Trouble with the Texas insurance database
Here in Texas, insured drivers spend “nearly $900 million a year to protect themselves against those without coverage,” according to a Terrence Stutz of the Dallas Morning News. Texas is trying to sniff out those 3-million or so uninsured motorists by creating a massive database, but it’s been slow going.
The delay is primarily because the proposed database, with records on the 16 million motorists in Texas, has yet to be put into action. However, the reasons behind the slow deployment demonstrate some common database concerns: avoiding false-positives and protecting individuals’ privacy.
Some potential good news for the Texas insurance industry is that those are great concerns to have. Jerry Hagins, a spokesman for the Texas Department of Insurance, said recently that “We don’t want people flagged for not having insurance when in fact they do.”
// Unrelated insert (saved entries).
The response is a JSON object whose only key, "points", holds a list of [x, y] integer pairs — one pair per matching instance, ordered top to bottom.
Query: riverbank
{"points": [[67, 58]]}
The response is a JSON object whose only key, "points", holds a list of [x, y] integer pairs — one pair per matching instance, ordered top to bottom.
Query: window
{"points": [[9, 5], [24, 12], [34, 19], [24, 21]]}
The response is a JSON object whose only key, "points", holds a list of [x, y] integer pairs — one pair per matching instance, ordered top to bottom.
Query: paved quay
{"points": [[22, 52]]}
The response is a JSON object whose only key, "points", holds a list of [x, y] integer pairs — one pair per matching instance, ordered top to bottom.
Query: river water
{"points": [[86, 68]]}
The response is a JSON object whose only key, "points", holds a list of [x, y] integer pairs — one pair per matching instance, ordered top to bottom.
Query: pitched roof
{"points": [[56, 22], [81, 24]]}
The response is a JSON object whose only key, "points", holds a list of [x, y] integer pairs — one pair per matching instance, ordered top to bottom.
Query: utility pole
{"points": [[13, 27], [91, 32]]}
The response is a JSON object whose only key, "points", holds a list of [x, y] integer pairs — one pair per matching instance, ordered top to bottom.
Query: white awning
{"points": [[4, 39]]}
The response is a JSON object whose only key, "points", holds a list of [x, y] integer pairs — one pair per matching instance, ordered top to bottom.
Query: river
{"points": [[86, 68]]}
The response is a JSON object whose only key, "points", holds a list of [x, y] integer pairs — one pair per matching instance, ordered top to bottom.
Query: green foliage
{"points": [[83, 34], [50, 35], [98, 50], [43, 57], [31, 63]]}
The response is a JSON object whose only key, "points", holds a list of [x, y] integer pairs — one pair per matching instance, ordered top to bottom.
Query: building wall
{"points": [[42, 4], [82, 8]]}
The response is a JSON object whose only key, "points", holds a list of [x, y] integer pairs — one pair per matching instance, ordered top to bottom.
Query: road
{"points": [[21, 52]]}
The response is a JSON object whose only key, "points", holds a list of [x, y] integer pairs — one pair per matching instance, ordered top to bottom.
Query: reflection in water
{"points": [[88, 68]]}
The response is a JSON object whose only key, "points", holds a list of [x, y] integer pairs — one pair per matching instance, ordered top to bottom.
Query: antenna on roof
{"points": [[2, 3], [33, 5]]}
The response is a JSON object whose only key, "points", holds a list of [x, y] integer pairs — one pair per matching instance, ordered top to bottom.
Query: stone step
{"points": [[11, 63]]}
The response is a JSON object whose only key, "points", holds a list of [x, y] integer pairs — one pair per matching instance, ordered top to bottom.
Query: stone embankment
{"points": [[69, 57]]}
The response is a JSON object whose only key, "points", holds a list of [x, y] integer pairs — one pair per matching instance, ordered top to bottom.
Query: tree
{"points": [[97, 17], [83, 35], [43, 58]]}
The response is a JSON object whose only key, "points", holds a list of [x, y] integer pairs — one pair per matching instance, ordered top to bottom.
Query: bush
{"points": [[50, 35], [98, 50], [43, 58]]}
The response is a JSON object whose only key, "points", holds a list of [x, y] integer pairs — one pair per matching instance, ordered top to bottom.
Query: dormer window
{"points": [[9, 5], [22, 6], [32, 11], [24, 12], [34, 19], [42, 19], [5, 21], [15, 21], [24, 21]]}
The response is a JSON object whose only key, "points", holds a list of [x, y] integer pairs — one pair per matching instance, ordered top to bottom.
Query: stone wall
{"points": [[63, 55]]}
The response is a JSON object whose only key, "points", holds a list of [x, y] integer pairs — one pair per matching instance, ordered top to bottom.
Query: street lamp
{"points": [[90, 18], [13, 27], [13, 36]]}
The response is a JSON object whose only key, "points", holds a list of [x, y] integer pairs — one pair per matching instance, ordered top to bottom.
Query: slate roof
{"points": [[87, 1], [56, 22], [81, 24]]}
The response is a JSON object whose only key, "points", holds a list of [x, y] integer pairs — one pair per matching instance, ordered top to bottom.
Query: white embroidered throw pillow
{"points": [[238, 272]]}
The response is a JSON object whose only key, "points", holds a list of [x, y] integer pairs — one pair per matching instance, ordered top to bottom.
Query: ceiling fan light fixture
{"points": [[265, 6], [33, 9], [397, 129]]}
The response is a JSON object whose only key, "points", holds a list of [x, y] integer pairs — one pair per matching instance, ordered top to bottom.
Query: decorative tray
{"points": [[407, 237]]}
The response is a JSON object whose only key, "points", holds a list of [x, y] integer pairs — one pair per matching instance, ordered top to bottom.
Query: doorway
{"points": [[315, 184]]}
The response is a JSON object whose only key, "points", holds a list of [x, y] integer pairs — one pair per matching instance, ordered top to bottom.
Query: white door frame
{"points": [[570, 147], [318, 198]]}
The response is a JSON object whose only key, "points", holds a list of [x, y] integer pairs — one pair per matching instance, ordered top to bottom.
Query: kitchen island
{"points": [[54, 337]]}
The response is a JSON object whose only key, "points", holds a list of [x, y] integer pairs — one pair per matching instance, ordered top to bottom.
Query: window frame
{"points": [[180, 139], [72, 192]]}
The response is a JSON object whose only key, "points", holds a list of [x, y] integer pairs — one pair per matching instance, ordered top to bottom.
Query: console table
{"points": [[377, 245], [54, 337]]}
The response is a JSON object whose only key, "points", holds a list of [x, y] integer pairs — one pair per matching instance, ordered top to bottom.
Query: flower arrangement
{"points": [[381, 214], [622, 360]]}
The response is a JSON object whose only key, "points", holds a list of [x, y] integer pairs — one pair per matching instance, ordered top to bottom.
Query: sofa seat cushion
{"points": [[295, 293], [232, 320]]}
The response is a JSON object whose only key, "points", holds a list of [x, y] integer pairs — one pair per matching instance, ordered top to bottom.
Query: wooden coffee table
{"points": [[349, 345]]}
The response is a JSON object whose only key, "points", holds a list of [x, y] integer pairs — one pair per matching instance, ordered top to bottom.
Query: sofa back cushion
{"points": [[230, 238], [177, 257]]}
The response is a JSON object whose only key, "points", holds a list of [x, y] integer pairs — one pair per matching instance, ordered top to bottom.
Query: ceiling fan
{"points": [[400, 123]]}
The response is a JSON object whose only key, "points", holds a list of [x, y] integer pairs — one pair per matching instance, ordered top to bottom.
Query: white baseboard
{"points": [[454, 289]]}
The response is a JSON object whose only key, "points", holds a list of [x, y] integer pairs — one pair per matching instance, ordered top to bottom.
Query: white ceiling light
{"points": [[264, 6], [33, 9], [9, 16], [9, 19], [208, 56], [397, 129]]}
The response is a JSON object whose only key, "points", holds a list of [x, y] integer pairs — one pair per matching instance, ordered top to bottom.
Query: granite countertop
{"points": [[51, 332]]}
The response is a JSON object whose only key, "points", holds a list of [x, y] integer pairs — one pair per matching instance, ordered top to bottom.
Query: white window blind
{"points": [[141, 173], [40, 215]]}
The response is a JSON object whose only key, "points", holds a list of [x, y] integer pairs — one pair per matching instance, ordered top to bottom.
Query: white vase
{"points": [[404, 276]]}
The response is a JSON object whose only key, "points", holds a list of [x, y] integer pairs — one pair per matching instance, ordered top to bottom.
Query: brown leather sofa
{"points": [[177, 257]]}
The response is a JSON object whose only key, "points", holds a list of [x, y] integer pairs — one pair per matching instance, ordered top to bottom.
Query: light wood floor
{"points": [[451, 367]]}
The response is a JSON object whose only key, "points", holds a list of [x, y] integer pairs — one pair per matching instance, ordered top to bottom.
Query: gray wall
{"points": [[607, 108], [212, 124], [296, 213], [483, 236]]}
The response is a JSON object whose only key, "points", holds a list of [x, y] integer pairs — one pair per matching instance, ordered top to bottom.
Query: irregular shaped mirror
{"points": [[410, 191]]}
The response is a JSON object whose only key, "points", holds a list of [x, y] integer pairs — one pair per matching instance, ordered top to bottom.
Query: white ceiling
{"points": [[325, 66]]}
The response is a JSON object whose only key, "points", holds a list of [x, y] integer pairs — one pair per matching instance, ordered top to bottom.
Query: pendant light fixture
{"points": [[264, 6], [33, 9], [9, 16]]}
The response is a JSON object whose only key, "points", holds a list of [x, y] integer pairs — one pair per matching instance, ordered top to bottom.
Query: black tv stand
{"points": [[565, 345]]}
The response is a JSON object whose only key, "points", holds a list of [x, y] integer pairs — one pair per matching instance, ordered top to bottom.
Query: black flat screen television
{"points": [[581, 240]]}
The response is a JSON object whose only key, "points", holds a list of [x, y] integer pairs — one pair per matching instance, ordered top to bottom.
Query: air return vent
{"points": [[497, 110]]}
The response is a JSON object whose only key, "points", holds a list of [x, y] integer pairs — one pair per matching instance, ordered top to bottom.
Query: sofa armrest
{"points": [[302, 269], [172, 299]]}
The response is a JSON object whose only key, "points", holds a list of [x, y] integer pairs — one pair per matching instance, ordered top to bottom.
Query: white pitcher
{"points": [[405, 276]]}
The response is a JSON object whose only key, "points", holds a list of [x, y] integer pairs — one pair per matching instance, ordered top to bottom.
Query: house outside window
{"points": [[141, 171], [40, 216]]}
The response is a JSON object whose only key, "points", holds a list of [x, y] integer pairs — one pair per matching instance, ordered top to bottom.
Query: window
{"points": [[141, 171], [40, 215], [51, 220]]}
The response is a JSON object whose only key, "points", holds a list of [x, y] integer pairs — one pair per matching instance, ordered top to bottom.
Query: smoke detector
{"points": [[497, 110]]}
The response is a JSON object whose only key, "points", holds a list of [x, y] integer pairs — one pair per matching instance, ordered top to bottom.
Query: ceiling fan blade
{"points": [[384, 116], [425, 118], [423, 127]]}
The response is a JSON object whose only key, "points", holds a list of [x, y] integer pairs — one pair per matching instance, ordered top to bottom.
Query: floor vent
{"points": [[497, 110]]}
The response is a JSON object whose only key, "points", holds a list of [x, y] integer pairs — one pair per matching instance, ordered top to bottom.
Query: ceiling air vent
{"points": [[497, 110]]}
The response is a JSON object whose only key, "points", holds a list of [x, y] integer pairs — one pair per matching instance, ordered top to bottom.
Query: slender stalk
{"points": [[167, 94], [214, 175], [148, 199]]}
Those “flags” leads to false tickets or even arrests, and that leads to big lawsuits once the error comes into the light. False positives become an especially large concern since counterfeit insurance cards often make in-the-field verification tricky. One major aim of the database would be removing those fraudulent cards from play.
As we wrote about yesterday, one of the biggest factors in a database like this is the sheer volume of individual entries. However, one of the things that makes the data in a database like this one even more slippery is what Jeff Jonas calls “semantic reconciliation.” He explains that semantic reconciliation, the ability to determine that two entities are the same even though they are “described” differently, has to have perfect deployment even “before other analytical processes (e.g., statistical analysis, market segmentation, link analysis, etc.)”
The Texas insurance database (and similar ones in other states) has to be able perform identity resolution to determine - well - who is who. If it can, counterfeit insurance cards are less effective, there’s a vastly decreased risk of false-positives and the database will meet the “goal of at least 95 percent accuracy” that Hagins calls for. Based on the problems the media reports about the database, it seems that kind of data reconciliation is a long way from being ready.